None of these considerations, readers will note, have anything to do with whether the book is any good. Both Wiles and O’Reilly admit that the most awkward aspect of the blurbocracy is committing to comment on a friend’s book only to discover it is a dud. O’Reilly continues, ‘I’d like to think I’d let them down gently and say, “Oh, I’m not able to do that at this point.” But I fear that I would just not respond to the email and pretend that I had the flu or something’. Wiles adds, ‘There’s a feeling that one gets when you are sent a book written by a friend where you almost don’t want to read it because what if it’s bad? The little kind of splinter in it or a hangnail that means you don’t want to get around to it.’
Blurbing fatigue is a real thing. When the same names appear at the top of every book on the shelves, if feels like their words lose some of their potency. John Self, who reviews books for the Irish Times and the Guardian, says that he disregards most blurbs because ‘some writers provide so many that it must be a full-time job, and the value of their praise is diluted by the frequency with which they seem to grant it’. I heard similarly jaded sentiments from a former book buyer for a major chain. Alex Christofi, editorial director at Transworld and author of Dostoyevsky in Love, puts it diplomatically: ‘When it comes to some of the super-busy people, you do wonder where they find the time to give all the blurbs that they give’.

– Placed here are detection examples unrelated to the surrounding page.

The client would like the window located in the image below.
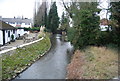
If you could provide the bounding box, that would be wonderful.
[8,31,10,37]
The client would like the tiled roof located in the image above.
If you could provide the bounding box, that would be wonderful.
[2,18,32,23]
[0,21,16,30]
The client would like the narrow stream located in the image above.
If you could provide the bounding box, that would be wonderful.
[16,34,73,79]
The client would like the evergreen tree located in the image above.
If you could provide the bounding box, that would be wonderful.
[34,2,47,27]
[60,12,69,30]
[63,2,100,48]
[110,1,120,46]
[47,2,59,33]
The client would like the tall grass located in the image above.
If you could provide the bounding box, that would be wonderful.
[2,36,50,80]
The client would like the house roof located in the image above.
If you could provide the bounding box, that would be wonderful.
[0,21,16,30]
[2,18,32,23]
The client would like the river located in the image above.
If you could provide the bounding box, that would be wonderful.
[16,34,73,79]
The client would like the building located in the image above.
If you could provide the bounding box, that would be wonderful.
[0,20,17,45]
[2,17,32,28]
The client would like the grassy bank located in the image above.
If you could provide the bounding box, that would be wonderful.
[67,47,118,79]
[2,36,51,80]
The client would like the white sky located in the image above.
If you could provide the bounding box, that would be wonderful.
[0,0,63,18]
[0,0,108,18]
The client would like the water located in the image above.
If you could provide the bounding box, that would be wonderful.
[16,34,73,79]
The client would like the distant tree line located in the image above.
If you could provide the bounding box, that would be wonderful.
[61,2,120,49]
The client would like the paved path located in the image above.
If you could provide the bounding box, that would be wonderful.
[13,35,73,81]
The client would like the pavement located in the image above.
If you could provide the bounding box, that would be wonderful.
[0,33,38,51]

There is an alternative view, which is offered by Tom Holland, the author of a series of books on classical history. Like Wiles, he recalls how his first non-fiction book, Rubicon, was given ‘a huge boost’ by blurbs from fellow historians A. N. Wilson and Andrew Roberts, neither of whom Holland knew. ‘I’ve never forgotten it,’ he continued, ‘and I vowed that I would, if ever in the same situation, do something similar.’ Where other authors expressed some concern about the critical reception of books they had blurbed – that praising a dud could make them look intellectually isolated – Holland waves those worries away, insisting that he always backs his critical judgement. Instead, he says with confidence, ‘I don’t want to adopt the mercantilist position of assuming that there are only a finite number of good books. If the books are good, then they’re worth promoting.’
Ironically, no one is able to say whether all of this effort works. There was consensus that it is impossible to ascribe a value to a blurb in the publishing process. When a book succeeds, the blurbs are just one of the contributing factors that make it fly. Instead, everyone does it because everyone else is doing it. Indeed, many publishers are making blurbing an even more important part of their operations. Employees at two publishers – one major, one indie – confirmed that for some titles they will send even earlier proofs to a smaller group of potential blurbers whom they feel sure will offer a quote so that when they target the larger pool, authors in the latter group will feel more pressure to provide their own endorsement as momentum is already building. And momentum is, ultimately, the thing that matters most. Because, as you may know, The Promise won The 2021 Booker Prize.